Government plans to ease checks on supermarkets moving goods from Great Britain to Northern Ireland from next year have been branded “unacceptable and potentially anti-competitive” by industry figures, who warn it could lead to reduced choice and higher prices for Northern Irish shoppers.
The government has been in discussions with the EU-UK Joint Committee about a ‘trusted trader scheme’ for Northern Ireland since the start of summer, as it looks to ease the customs burden that will soon face UK supermarkets bringing goods into the region.
Nicknamed “the supermarket solution” by some government officials, the scheme would waive or streamline the customs checks and safety and security declarations that supermarkets claim could make it unviable for them to continue operating in the region.
But the plans have caused ire among suppliers, wholesalers and convenience stores, who are urging government to extend the scheme to all food and drink trade crossing into Northern Ireland.
In a draft letter due to be sent to Defra secretary George Eustice and Michael Gove this week, 19 senior industry representatives warned that restricting the scheme’s access would leave supermarkets as the only viable option for businesses wanting to supply the region.
“This will concentrate even greater powers in the hands of these dominant retailers,” said the letter, seen by The Grocer. “This erosion of competition will result in reduced choice and higher prices facing consumers in Northern Ireland.”
A recent FDF survey revealed that 80% of UK food and drink businesses currently ship their products into Northern Ireland themselves, all of which would currently fall outside of the government’s scheme.
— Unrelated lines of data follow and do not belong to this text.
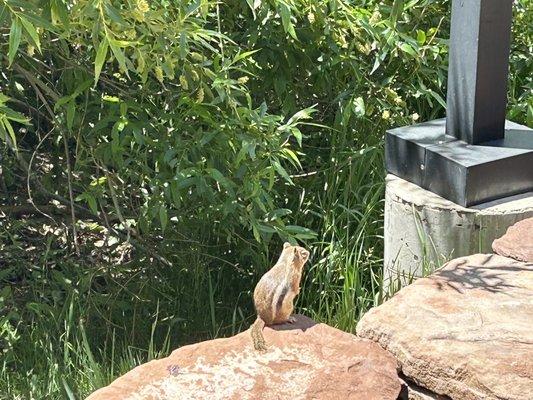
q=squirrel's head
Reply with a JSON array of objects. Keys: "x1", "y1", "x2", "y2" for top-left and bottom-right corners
[{"x1": 282, "y1": 242, "x2": 310, "y2": 267}]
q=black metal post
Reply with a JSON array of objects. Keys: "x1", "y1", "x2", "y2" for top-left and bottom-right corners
[
  {"x1": 383, "y1": 0, "x2": 533, "y2": 207},
  {"x1": 446, "y1": 0, "x2": 513, "y2": 144}
]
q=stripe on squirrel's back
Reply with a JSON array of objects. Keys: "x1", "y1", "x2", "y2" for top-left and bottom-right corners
[{"x1": 275, "y1": 285, "x2": 288, "y2": 316}]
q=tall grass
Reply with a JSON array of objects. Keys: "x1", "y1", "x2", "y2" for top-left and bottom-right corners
[
  {"x1": 0, "y1": 294, "x2": 171, "y2": 399},
  {"x1": 296, "y1": 139, "x2": 386, "y2": 332}
]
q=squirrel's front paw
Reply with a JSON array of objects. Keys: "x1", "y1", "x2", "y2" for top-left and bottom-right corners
[{"x1": 287, "y1": 316, "x2": 296, "y2": 324}]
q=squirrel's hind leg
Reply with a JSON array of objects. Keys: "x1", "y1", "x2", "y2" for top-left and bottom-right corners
[{"x1": 274, "y1": 292, "x2": 295, "y2": 324}]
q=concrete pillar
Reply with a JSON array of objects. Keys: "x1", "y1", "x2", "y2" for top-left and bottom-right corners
[{"x1": 384, "y1": 174, "x2": 533, "y2": 292}]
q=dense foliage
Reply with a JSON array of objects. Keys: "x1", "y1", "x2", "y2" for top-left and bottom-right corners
[{"x1": 0, "y1": 0, "x2": 530, "y2": 397}]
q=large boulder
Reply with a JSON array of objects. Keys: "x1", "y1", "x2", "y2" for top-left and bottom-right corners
[
  {"x1": 492, "y1": 217, "x2": 533, "y2": 262},
  {"x1": 357, "y1": 254, "x2": 533, "y2": 400},
  {"x1": 87, "y1": 315, "x2": 401, "y2": 400}
]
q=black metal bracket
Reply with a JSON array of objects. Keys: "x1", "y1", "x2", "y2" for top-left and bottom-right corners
[{"x1": 385, "y1": 0, "x2": 533, "y2": 207}]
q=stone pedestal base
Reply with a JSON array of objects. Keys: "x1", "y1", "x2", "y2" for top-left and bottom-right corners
[{"x1": 384, "y1": 174, "x2": 533, "y2": 292}]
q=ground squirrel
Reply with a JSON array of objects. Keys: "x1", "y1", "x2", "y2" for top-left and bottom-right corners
[{"x1": 251, "y1": 242, "x2": 310, "y2": 351}]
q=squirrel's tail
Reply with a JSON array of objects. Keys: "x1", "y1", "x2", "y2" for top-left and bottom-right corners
[{"x1": 251, "y1": 317, "x2": 267, "y2": 352}]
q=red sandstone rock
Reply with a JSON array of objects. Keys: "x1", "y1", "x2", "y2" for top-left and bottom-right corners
[
  {"x1": 87, "y1": 315, "x2": 401, "y2": 400},
  {"x1": 357, "y1": 254, "x2": 533, "y2": 400},
  {"x1": 492, "y1": 217, "x2": 533, "y2": 262}
]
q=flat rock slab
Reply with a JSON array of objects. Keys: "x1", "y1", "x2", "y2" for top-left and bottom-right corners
[
  {"x1": 87, "y1": 315, "x2": 401, "y2": 400},
  {"x1": 357, "y1": 254, "x2": 533, "y2": 400},
  {"x1": 492, "y1": 217, "x2": 533, "y2": 262}
]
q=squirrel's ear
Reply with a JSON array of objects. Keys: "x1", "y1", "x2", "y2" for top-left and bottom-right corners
[{"x1": 283, "y1": 242, "x2": 291, "y2": 249}]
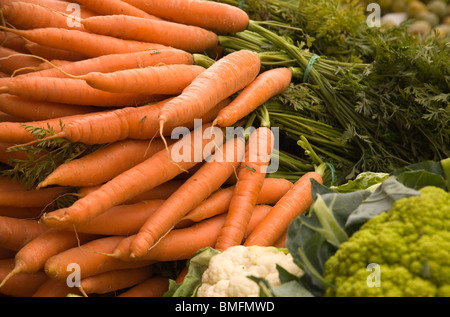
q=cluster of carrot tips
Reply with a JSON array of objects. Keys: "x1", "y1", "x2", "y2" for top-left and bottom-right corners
[{"x1": 0, "y1": 0, "x2": 327, "y2": 297}]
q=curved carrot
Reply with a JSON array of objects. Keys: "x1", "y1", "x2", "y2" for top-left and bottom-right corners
[
  {"x1": 1, "y1": 76, "x2": 159, "y2": 107},
  {"x1": 0, "y1": 228, "x2": 97, "y2": 289},
  {"x1": 158, "y1": 49, "x2": 260, "y2": 132},
  {"x1": 0, "y1": 46, "x2": 42, "y2": 75},
  {"x1": 178, "y1": 177, "x2": 293, "y2": 226},
  {"x1": 38, "y1": 138, "x2": 172, "y2": 188},
  {"x1": 39, "y1": 123, "x2": 224, "y2": 228},
  {"x1": 1, "y1": 1, "x2": 87, "y2": 31},
  {"x1": 0, "y1": 216, "x2": 49, "y2": 251},
  {"x1": 0, "y1": 258, "x2": 48, "y2": 297},
  {"x1": 68, "y1": 64, "x2": 205, "y2": 94},
  {"x1": 81, "y1": 14, "x2": 218, "y2": 53},
  {"x1": 118, "y1": 275, "x2": 169, "y2": 297},
  {"x1": 213, "y1": 67, "x2": 293, "y2": 127},
  {"x1": 122, "y1": 0, "x2": 249, "y2": 34},
  {"x1": 129, "y1": 136, "x2": 246, "y2": 258},
  {"x1": 44, "y1": 236, "x2": 154, "y2": 280},
  {"x1": 79, "y1": 265, "x2": 154, "y2": 296},
  {"x1": 0, "y1": 0, "x2": 98, "y2": 19},
  {"x1": 0, "y1": 26, "x2": 169, "y2": 58},
  {"x1": 244, "y1": 171, "x2": 324, "y2": 247},
  {"x1": 0, "y1": 94, "x2": 96, "y2": 121},
  {"x1": 215, "y1": 127, "x2": 274, "y2": 251}
]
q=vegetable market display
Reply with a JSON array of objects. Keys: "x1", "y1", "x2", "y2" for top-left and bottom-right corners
[{"x1": 0, "y1": 0, "x2": 449, "y2": 298}]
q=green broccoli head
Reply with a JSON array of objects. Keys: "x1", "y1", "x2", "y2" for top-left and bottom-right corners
[{"x1": 323, "y1": 186, "x2": 450, "y2": 297}]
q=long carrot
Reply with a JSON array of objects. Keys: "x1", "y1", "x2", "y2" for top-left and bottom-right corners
[
  {"x1": 158, "y1": 49, "x2": 260, "y2": 138},
  {"x1": 128, "y1": 135, "x2": 246, "y2": 258},
  {"x1": 4, "y1": 47, "x2": 194, "y2": 80},
  {"x1": 72, "y1": 0, "x2": 159, "y2": 19},
  {"x1": 0, "y1": 26, "x2": 169, "y2": 58},
  {"x1": 81, "y1": 14, "x2": 218, "y2": 53},
  {"x1": 0, "y1": 94, "x2": 96, "y2": 121},
  {"x1": 39, "y1": 123, "x2": 224, "y2": 228},
  {"x1": 44, "y1": 236, "x2": 155, "y2": 280},
  {"x1": 244, "y1": 170, "x2": 324, "y2": 246},
  {"x1": 1, "y1": 1, "x2": 87, "y2": 31},
  {"x1": 0, "y1": 0, "x2": 98, "y2": 19},
  {"x1": 113, "y1": 204, "x2": 272, "y2": 262},
  {"x1": 215, "y1": 127, "x2": 274, "y2": 251},
  {"x1": 0, "y1": 258, "x2": 48, "y2": 297},
  {"x1": 0, "y1": 216, "x2": 49, "y2": 251},
  {"x1": 0, "y1": 76, "x2": 159, "y2": 107},
  {"x1": 37, "y1": 138, "x2": 173, "y2": 188},
  {"x1": 78, "y1": 265, "x2": 154, "y2": 296},
  {"x1": 213, "y1": 67, "x2": 293, "y2": 127},
  {"x1": 0, "y1": 228, "x2": 97, "y2": 289},
  {"x1": 178, "y1": 177, "x2": 293, "y2": 226},
  {"x1": 122, "y1": 0, "x2": 250, "y2": 34},
  {"x1": 64, "y1": 64, "x2": 205, "y2": 94},
  {"x1": 118, "y1": 275, "x2": 169, "y2": 297},
  {"x1": 48, "y1": 200, "x2": 165, "y2": 235}
]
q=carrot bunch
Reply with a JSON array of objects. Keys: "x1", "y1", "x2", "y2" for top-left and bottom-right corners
[{"x1": 0, "y1": 0, "x2": 322, "y2": 297}]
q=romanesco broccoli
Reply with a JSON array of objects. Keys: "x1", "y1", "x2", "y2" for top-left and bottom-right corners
[{"x1": 323, "y1": 186, "x2": 450, "y2": 297}]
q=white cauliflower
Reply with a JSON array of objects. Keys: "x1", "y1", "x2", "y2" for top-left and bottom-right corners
[{"x1": 197, "y1": 245, "x2": 303, "y2": 297}]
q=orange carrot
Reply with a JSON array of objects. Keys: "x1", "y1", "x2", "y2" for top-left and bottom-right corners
[
  {"x1": 272, "y1": 230, "x2": 287, "y2": 248},
  {"x1": 0, "y1": 258, "x2": 48, "y2": 297},
  {"x1": 118, "y1": 275, "x2": 169, "y2": 297},
  {"x1": 44, "y1": 236, "x2": 155, "y2": 280},
  {"x1": 39, "y1": 123, "x2": 224, "y2": 228},
  {"x1": 178, "y1": 177, "x2": 293, "y2": 227},
  {"x1": 0, "y1": 46, "x2": 42, "y2": 75},
  {"x1": 32, "y1": 277, "x2": 82, "y2": 297},
  {"x1": 244, "y1": 171, "x2": 324, "y2": 246},
  {"x1": 0, "y1": 0, "x2": 98, "y2": 19},
  {"x1": 122, "y1": 0, "x2": 250, "y2": 34},
  {"x1": 0, "y1": 186, "x2": 68, "y2": 207},
  {"x1": 25, "y1": 42, "x2": 87, "y2": 62},
  {"x1": 72, "y1": 0, "x2": 160, "y2": 19},
  {"x1": 48, "y1": 200, "x2": 165, "y2": 235},
  {"x1": 78, "y1": 265, "x2": 154, "y2": 296},
  {"x1": 158, "y1": 49, "x2": 260, "y2": 133},
  {"x1": 0, "y1": 216, "x2": 49, "y2": 251},
  {"x1": 0, "y1": 31, "x2": 29, "y2": 54},
  {"x1": 215, "y1": 127, "x2": 274, "y2": 251},
  {"x1": 67, "y1": 64, "x2": 205, "y2": 94},
  {"x1": 38, "y1": 138, "x2": 173, "y2": 188},
  {"x1": 0, "y1": 175, "x2": 29, "y2": 191},
  {"x1": 113, "y1": 204, "x2": 272, "y2": 262},
  {"x1": 0, "y1": 26, "x2": 169, "y2": 58},
  {"x1": 5, "y1": 47, "x2": 194, "y2": 80},
  {"x1": 0, "y1": 228, "x2": 97, "y2": 288},
  {"x1": 1, "y1": 1, "x2": 87, "y2": 31},
  {"x1": 213, "y1": 67, "x2": 293, "y2": 127},
  {"x1": 128, "y1": 136, "x2": 246, "y2": 258},
  {"x1": 175, "y1": 267, "x2": 188, "y2": 284},
  {"x1": 81, "y1": 14, "x2": 218, "y2": 53},
  {"x1": 0, "y1": 94, "x2": 96, "y2": 121},
  {"x1": 77, "y1": 179, "x2": 185, "y2": 203},
  {"x1": 0, "y1": 76, "x2": 159, "y2": 107}
]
“[The government] have always said they would look to roll this out further in phases but the worry is that once they’ve got past the four or five large supermarkets then the momentum will stop,” said Luke Hindlaugh, senior EU and international trade executive at the FDF.
The letter to government spelt out the damage this could cause to wholesalers, foodservice, and convenience stores, as well as the “manufacturers in Northern Ireland that depend on the seamless supply of ingredients from Great Britain”.
“What you can’t have is a situation where the government gives the supermarkets privileged access,” said one senior industry source. “That would constitute a restraint of trade” and “face a referral to the CMA from one or other of the disadvantaged parties”.
Aodhan Connolly, director at the Northern Ireland Retail Consortium, said a trusted trade scheme would be a “must have” if supermarkets are to keep shelves stocked and prices low from next year. However, he recognised the solution could not be solely about supermarkets.
“We realise we are very dependent on our supply chain. There’s an eclectic retail mix in Northern Ireland, all of whom will need to be engaged with this process.”
Michel Barnier, the EU’s chief negotiator, said in June that simplified customs procedures could apply for some large operators moving goods from Great Britain into Northern Ireland, “supermarkets being one of them”.
But the plans are thought to have taken a backwards step in recent weeks after the launch of the UK’s internal market bill, which is designed to override key aspects of the Northern Ireland protocol agreed with Brussels last year.
“A trusted trade scheme relies on trust and the UK bill was seen to remove some of that trust,” said Connolly. “But we do know there are technical discussions ongoing.”
A government spokesman said it recognised “the unique position of authorised traders, such as supermarkets, with stable supply chains, and comprehensive oversight of warehousing and distribution operations, moving pre-packaged products for retail sale solely in Northern Ireland. We are continuing to pursue specific solutions for this trade.”